The bearing capacity of the various pie-slice fields — the animals left off of each long enough to allow native grasses to re-seed — had to be considered with regard to a series of variables including solar exposure, gradient, soil type, drainage, etc. The various pieces of the pie had thus to be differently sized, even though the same but still unknown number of cattle were going to be run. Because of this layout, an additional complicating factor was that each field would be grazed at a different time of year. Since the presence of bacterial coliform in the stream was one critical parameter of success, the amount of polluted sheet-flow runoff from grazed fields had to be calculated against the capacity of the ever-dwindling grass to retain this flow against variables of temperature, rainfall, grass growth cycle, and the likely location of cattle.

This turned out to be the killer calculation, attainable only by trial and error.

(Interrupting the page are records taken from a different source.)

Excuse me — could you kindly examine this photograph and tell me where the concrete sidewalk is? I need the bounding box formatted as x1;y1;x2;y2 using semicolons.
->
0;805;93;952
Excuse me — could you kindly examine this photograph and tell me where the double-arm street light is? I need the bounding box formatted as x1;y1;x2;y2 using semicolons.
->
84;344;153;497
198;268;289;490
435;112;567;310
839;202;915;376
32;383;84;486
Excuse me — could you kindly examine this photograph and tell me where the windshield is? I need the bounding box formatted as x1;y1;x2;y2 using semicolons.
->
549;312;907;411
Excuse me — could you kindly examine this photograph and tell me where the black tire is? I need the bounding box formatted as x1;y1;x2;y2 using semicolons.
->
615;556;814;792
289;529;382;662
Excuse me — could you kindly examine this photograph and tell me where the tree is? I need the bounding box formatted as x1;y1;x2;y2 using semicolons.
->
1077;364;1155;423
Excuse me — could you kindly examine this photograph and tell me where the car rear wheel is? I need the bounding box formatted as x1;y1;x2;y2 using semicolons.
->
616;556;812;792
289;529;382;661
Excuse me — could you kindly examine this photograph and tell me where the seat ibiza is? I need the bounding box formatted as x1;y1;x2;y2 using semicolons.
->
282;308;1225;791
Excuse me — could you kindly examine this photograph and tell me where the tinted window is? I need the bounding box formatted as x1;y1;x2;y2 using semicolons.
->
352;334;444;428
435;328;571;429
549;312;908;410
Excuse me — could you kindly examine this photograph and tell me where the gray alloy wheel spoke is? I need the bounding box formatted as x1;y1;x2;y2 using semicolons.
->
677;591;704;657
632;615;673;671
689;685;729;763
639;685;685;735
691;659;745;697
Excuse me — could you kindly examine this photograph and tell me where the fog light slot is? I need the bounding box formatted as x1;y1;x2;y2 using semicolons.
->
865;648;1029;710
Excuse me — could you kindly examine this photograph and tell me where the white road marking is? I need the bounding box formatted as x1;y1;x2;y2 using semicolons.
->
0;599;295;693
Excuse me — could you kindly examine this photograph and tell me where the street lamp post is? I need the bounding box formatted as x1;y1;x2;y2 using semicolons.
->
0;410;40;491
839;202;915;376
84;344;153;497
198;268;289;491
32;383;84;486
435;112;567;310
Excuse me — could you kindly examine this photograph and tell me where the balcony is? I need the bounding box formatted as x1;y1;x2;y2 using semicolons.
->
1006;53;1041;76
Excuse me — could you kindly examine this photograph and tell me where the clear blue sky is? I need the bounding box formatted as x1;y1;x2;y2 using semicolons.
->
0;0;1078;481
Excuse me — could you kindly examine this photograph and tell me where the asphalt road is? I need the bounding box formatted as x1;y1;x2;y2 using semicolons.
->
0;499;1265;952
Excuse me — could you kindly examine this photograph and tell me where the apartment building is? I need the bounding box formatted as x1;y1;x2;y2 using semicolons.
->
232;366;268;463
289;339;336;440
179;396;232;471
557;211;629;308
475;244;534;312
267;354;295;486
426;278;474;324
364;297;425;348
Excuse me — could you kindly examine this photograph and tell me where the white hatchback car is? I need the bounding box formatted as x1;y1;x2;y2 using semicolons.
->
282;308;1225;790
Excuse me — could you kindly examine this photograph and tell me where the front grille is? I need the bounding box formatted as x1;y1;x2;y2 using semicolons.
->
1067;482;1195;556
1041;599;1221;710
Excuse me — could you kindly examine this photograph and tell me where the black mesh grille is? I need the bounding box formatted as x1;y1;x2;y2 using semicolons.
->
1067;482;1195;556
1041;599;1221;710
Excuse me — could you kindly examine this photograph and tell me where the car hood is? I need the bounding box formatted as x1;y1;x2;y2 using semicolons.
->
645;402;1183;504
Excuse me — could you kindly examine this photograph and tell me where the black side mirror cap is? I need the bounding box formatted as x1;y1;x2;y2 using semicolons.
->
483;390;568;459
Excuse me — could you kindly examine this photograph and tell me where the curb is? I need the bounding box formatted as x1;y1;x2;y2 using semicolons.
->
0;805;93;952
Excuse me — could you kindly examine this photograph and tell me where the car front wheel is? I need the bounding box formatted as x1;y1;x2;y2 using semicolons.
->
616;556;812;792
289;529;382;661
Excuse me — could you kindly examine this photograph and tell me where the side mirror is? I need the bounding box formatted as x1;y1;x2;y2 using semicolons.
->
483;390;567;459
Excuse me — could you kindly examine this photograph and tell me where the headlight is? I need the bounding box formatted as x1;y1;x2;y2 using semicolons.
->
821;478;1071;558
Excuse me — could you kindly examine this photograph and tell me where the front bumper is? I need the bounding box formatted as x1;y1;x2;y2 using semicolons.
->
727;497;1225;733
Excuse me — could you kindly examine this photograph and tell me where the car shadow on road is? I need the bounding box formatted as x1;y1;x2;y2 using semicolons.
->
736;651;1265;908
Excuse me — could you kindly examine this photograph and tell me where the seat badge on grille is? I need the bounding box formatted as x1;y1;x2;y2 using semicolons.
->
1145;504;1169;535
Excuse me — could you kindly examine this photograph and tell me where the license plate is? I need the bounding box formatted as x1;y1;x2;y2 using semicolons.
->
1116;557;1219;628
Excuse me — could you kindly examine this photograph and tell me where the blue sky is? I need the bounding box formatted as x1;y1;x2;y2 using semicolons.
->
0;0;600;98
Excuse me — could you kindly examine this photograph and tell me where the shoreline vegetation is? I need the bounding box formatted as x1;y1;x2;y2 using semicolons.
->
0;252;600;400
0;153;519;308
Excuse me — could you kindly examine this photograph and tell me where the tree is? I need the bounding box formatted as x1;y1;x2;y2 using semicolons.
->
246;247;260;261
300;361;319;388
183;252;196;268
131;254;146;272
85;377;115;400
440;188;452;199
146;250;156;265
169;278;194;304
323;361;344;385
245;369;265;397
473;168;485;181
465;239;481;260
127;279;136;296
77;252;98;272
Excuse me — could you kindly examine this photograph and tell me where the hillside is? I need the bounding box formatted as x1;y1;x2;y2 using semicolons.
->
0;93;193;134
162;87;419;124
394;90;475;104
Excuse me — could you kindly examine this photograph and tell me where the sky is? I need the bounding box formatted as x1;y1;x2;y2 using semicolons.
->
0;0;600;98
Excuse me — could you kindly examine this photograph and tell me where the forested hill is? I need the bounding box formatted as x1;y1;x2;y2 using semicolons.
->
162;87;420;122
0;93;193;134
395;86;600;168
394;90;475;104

I was speaking with my friends about some architectural design work during these complex calculations, trying to figure out their definition of beauty. One of them put it to me pretty succinctly. “When the coliform count in the stream is high, the ranch is ugly; when it’s low, the ranch is beautiful.” This was followed by a backhanded assessment of the value of architectural form: “It could be just whatever you want.”

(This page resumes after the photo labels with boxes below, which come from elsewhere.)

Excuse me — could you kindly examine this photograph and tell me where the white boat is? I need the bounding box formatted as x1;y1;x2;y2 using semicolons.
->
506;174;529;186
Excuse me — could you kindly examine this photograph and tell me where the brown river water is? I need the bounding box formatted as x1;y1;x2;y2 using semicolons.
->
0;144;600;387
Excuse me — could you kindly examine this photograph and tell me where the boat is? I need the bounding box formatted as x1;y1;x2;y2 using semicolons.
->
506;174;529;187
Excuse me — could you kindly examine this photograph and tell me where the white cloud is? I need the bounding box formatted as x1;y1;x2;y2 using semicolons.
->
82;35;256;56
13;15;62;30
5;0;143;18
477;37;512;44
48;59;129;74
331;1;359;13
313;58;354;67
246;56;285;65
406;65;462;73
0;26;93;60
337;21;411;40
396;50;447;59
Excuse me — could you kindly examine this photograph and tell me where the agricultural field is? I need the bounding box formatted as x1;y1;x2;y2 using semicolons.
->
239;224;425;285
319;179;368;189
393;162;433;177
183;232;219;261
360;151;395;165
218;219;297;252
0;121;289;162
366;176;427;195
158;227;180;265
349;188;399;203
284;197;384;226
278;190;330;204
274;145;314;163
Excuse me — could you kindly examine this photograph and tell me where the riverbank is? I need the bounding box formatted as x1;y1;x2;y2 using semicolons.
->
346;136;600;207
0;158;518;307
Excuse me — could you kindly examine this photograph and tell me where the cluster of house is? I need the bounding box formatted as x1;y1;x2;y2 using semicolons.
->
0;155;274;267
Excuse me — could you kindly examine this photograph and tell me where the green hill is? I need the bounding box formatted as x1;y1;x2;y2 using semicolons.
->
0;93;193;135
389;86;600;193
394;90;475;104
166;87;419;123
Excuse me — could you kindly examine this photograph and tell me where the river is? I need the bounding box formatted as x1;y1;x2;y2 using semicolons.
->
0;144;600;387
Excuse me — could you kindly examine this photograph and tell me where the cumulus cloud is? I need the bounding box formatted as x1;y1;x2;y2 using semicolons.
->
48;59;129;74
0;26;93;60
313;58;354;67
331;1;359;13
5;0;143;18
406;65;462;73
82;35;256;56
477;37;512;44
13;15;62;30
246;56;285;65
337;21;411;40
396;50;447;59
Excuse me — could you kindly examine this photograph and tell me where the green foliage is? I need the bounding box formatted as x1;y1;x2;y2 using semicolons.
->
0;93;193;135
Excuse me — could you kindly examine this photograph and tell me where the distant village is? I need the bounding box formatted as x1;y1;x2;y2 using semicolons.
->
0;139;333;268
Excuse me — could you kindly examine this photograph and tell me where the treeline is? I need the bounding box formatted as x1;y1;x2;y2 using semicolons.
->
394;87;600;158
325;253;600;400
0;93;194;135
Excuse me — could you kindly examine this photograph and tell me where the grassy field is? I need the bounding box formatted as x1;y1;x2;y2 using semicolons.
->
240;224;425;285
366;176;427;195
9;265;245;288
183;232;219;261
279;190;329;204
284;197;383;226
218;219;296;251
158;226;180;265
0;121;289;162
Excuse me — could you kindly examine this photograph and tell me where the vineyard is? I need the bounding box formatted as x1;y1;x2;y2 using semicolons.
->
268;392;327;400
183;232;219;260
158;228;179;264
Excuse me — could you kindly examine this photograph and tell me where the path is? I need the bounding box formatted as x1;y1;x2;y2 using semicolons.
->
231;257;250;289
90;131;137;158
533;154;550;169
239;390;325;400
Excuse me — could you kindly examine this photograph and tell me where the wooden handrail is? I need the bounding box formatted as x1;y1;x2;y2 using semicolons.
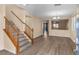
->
11;11;33;30
11;11;33;43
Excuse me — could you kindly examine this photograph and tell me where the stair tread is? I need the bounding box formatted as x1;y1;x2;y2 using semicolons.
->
19;41;29;46
20;43;31;52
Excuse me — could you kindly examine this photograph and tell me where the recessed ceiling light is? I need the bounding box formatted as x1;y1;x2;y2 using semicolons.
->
54;4;61;6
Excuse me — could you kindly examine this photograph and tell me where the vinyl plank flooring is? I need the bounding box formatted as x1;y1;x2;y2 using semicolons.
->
21;36;75;55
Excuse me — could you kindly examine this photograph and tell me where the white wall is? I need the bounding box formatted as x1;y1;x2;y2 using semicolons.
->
26;17;42;38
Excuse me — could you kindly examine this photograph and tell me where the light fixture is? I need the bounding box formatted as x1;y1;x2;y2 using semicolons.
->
53;16;60;19
54;4;61;6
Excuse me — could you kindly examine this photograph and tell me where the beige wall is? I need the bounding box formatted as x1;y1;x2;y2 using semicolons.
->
26;17;42;38
49;20;70;37
49;17;76;42
0;4;5;50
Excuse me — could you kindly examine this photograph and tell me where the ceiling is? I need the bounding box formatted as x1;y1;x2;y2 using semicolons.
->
25;4;79;17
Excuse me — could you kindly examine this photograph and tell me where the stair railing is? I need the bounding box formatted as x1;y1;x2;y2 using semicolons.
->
4;17;19;54
11;11;33;44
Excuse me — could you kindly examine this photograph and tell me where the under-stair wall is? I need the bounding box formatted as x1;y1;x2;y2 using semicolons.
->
6;5;25;31
0;4;5;50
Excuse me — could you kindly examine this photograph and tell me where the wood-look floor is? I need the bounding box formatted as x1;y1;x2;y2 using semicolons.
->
21;37;75;55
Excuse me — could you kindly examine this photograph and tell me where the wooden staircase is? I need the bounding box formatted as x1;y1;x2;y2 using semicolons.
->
4;17;32;54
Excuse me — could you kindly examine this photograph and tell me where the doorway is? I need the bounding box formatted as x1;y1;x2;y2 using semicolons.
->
43;21;49;36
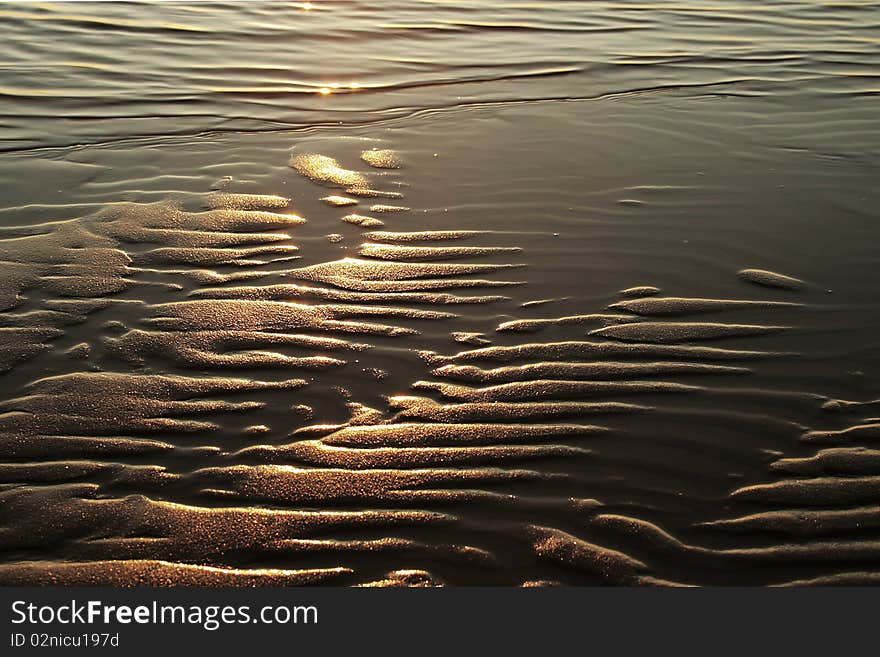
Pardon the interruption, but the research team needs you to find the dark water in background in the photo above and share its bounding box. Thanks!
[0,2,880,585]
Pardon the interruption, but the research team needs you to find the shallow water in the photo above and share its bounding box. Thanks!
[0,2,880,585]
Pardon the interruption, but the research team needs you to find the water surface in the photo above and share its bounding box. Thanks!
[0,2,880,585]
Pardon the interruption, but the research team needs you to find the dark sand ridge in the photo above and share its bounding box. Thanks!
[0,141,880,586]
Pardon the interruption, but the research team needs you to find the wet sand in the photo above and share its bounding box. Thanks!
[0,3,880,586]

Left: iPhone. [Photo by Bas Boerman] Right: William McDonough and Michael Braungart, Cradle to Cradle: Remaking the Way We Make Things (North Point Press, 2002).

This story nicely encapsulates the terrifying prospect of the central and profoundly radical potential of the aesthetics of sustainability. At its heart is an invisible trigger — like that coliform count — without apparent formal dimension. Moreover, this trigger is not pulled by any of the formal means by which we currently give value to buildings — “it could be just whatever you want.” You can prove this nicely by means of a simple experiment with school children. 7 Hold up an iPhone in one hand, and a copy of Cradle to Cradle in the other, and ask: which is the more beautiful design? They will say: iPhone. No surprise here since, frankly, Cradle to Cradle is pretty homely.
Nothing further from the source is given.